Table of contents

Implementing security.txt

Domains where the Ministry of Justice (MoJ) is primarily responsible for cyber security shall redirect the /.well-known/security.txt location to the central security.txt file.

This redirection should be accessible from the public Internet whether or not the underlying applications or systems are. For example, https://test.not-production.justice.gov.uk may be a web-application requiring authentication, however https://test.not-production.justice.gov.uk/.well-known/security.txt should still be accessible without authentication.

security.txt

/.well-known/security.txt shall HTTP 301 (permanent redirect) to https://security-guidance.service.justice.gov.uk/.well-known/security.txt.
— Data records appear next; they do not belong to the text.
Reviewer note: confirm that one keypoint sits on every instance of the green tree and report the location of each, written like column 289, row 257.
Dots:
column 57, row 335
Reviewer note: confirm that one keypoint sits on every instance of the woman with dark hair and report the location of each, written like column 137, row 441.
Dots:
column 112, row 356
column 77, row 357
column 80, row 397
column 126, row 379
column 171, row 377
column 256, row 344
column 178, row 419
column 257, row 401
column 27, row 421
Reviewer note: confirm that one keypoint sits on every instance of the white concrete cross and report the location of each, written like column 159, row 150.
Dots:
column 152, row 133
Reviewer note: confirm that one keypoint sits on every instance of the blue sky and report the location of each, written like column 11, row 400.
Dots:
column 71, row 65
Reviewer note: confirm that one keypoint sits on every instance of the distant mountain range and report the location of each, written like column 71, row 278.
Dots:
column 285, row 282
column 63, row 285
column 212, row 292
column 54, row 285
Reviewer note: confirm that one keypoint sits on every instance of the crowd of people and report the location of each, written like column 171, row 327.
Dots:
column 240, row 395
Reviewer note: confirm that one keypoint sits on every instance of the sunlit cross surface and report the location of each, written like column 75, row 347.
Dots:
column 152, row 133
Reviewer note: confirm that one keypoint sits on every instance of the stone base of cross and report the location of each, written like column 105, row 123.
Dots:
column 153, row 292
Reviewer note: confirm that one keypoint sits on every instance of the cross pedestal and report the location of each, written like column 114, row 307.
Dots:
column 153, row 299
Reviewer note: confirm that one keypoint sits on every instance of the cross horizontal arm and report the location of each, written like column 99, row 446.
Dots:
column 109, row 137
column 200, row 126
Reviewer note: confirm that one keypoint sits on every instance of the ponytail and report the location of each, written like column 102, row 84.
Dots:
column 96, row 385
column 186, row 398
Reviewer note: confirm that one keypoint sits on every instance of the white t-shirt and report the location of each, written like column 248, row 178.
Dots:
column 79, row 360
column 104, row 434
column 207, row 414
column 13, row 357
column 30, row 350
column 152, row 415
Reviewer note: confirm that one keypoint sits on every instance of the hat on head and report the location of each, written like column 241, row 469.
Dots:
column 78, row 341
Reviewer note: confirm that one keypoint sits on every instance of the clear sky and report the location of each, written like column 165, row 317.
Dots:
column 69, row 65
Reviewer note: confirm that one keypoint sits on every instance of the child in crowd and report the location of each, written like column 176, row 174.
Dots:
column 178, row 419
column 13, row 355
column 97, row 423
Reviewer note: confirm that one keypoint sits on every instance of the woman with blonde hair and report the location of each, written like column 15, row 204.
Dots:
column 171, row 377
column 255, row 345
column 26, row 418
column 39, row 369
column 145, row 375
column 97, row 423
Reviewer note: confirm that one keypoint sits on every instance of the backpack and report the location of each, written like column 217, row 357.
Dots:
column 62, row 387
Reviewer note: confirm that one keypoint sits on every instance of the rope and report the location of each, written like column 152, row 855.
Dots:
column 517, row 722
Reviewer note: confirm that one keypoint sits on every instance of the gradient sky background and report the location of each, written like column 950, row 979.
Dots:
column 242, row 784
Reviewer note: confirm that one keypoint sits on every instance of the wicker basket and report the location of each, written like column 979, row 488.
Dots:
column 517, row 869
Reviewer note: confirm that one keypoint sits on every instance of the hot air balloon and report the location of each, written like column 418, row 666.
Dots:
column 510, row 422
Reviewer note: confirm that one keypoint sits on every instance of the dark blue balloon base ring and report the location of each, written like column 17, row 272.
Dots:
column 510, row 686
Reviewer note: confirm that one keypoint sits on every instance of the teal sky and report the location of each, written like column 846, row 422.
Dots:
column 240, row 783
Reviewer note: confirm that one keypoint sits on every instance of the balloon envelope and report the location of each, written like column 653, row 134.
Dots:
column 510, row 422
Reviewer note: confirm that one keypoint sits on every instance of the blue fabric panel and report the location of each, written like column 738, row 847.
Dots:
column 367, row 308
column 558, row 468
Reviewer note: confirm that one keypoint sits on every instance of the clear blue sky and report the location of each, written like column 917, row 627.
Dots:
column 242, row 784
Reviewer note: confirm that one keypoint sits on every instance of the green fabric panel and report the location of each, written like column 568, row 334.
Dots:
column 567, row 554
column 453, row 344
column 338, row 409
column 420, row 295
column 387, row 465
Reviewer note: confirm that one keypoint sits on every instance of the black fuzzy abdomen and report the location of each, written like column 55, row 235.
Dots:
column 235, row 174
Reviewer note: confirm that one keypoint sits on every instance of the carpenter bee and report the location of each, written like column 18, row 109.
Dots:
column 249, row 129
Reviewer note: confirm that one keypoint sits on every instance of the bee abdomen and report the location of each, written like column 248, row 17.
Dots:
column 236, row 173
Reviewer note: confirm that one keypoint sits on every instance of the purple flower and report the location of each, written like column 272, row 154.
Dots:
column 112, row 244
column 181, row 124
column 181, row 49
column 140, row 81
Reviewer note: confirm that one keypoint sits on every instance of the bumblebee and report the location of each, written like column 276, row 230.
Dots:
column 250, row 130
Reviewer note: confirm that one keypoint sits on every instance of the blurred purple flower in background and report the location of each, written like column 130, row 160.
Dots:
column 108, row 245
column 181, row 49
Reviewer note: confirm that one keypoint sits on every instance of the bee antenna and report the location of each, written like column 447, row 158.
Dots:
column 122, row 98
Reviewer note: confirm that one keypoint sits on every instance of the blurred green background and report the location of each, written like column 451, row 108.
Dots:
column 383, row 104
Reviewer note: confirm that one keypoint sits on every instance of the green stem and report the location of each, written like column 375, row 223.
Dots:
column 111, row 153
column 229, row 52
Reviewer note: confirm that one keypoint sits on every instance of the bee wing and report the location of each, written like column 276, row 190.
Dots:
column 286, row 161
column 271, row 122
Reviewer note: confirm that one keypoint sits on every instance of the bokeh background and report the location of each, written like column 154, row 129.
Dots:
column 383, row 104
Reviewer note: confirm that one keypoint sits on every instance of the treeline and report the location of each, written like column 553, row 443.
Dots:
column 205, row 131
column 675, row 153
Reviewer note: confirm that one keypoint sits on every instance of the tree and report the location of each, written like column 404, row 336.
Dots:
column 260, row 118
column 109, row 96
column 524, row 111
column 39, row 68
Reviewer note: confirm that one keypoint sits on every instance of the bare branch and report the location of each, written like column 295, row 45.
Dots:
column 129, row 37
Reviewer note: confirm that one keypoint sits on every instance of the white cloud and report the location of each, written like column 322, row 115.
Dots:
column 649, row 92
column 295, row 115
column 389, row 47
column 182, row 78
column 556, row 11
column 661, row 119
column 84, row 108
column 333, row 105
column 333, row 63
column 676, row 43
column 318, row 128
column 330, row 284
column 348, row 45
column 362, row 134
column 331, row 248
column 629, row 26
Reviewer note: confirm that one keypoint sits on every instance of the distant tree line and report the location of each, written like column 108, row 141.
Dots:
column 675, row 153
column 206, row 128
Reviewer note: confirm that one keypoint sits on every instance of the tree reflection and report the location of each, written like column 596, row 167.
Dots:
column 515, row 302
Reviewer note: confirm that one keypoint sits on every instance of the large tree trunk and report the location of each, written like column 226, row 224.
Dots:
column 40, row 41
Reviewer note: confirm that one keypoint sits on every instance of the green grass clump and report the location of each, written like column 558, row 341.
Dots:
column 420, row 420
For example, https://www.prisonvisits.service.gov.uk/.well-known/security.txt shall HTTP 301 to https://security-guidance.service.justice.gov.uk/.well-known/security.txt.

/.well-known/

We use /.well-known/ to house security.txt as RFC5785 defines it as a path prefix for “well-known locations” in selected Uniform Resource Identifier (URI) schemes.

Internal-facing domains

Internal-facing domains resolvable from the public Internet (for example, intranet.justice.gov.uk is based on .gov.uk with a publicly routeable IP address) should also implement security.txt as described previously.

Non-production domains

Non-production domains resolvable from the public Internet (for example, a demonstration deployment of a MoJ digital service or prototype) should also implement security.txt as described previously.